The US central bank is widely expected to pause its rate-hiking cycle in September, though the markets are still pricing in the possibility of one more 25 bps lift-off by the end of this year. The bets were reaffirmed by the upbeat US macro data released last week, which pointed to a resilient economy. Moreover, the fact that inflation is not cooling fast enough should allow the Fed to keep interest rates higher for longer. The hawkish outlook, meanwhile, remains supportive of elevated US Treasury bond yields, which, along with the cautious market mood, helps revive demand for the safe-haven buck and weighs on the GBPUSD pair.
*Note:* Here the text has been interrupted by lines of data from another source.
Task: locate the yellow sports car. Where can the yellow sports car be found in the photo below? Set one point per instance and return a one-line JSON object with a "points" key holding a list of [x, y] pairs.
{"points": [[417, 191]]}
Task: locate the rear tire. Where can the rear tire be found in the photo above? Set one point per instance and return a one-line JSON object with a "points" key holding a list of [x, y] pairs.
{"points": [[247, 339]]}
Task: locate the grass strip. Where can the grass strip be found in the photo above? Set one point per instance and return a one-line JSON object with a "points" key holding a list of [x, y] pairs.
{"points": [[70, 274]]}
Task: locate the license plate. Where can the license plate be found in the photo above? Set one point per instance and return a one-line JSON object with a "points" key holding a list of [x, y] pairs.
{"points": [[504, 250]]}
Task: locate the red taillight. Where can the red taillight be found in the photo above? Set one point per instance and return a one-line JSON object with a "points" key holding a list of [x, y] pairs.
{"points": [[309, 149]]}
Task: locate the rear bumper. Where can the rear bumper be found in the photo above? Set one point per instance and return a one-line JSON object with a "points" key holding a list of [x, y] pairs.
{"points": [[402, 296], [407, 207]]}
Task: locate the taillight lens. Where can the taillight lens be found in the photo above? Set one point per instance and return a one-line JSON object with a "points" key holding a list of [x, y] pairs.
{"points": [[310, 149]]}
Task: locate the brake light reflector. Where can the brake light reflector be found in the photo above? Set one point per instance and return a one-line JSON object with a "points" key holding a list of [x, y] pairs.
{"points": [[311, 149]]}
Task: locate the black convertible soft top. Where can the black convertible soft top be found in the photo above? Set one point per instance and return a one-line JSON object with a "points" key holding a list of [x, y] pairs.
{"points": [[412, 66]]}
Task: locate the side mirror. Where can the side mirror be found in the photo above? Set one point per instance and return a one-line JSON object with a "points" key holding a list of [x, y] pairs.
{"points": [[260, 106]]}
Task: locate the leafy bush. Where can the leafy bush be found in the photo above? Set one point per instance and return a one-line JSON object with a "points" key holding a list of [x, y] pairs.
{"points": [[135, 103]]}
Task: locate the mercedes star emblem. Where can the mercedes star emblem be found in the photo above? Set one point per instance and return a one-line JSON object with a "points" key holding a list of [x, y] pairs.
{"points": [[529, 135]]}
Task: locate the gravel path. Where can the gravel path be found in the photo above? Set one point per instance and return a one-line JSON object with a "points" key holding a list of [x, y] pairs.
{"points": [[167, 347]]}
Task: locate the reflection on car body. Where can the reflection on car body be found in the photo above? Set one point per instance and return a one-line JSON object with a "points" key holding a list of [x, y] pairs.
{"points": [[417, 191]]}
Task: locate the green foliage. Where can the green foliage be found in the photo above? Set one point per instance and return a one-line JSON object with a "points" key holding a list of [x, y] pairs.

Against the backdrop of concerns about the worsening economic conditions in China, worries about headwinds stemming from rapidly rising borrowing costs temper investors' appetite for riskier assets. The USD bulls, however, might refrain from placing aggressive bets and prefer to wait for the release of the latest US consumer inflation figures, due for release on Wednesday. The crucial US CPI report will provide fresh cues about the Fed's future rate hike path. This, in turn, will play a key role in influencing the near-term USD price dynamics and help investors determine the next leg of a directional move for the GBPUSD pair.
In the meantime, the British Pound could draw some support from the overnight hawkish remarks by Bank of England (BoE) policymaker Catherine Mann, saying that it was too soon to stop raising interest rates. Mann added that it was better for the central bank to err on the side of raising them too high rather than stopping prematurely. This comes after BoE Governor Andrew Bailey warned last week that borrowing costs might still have further to rise because of stubbornly high inflation, which might further contribute to limiting the downside for the GBP/USD pair. Traders, meanwhile, seem unimpressed by the mixed UK jobs data.
The UK Office for National Statistics (ONS) reported that Average Earnings Including Bonuses rose 8.5% during the three months to July and unemployment ticked higher to 4.3% from 4.2%. Additional details of the report revealed that there were 0.9K people claiming unemployment-related benefits in August, down sharply from the 29K in the previous month, overshadowing a larger-than-anticipated employment loss of 207K in July. The lack of any follow-through buying, meanwhile, suggests that the GBP/USD pair's recent downfall from the YTD peak, witnessed over the past two months or so, is still far from being over.
From a technical perspective, any subsequent slide is more likely to find some support near the 1.2445 area, or the multi-month low touched last week, ahead of the 200-day Simple Moving Average (SMA), currently around the 1.2425 region. Some follow-through selling, leading to a break below the 1.2400 mark will be seen as a fresh trigger for bearish traders and make the GBP/USD pair vulnerable. The downward might then drag spot prices to the May monthly swing low, around the 1.2310-1.2300 area, en route to the 1.2280-1.2275 support zone.
On the flip side, the overnight swing high, around mid-1.2500s, might now cap any attempted recovery. A sustained strength beyond could push the GBPUSD pair to the 1.2600 round-figure mark. Any further move up, however, might still be seen as a selling opportunity and remain capped near the 100-day SMA, currently pegged near mid-1.2600s. The latter should act as a pivotal point, which if cleared decisively will suggest that a nearly two-month-old downtrend has run its course and shift the near-term bias in favor of bullish traders.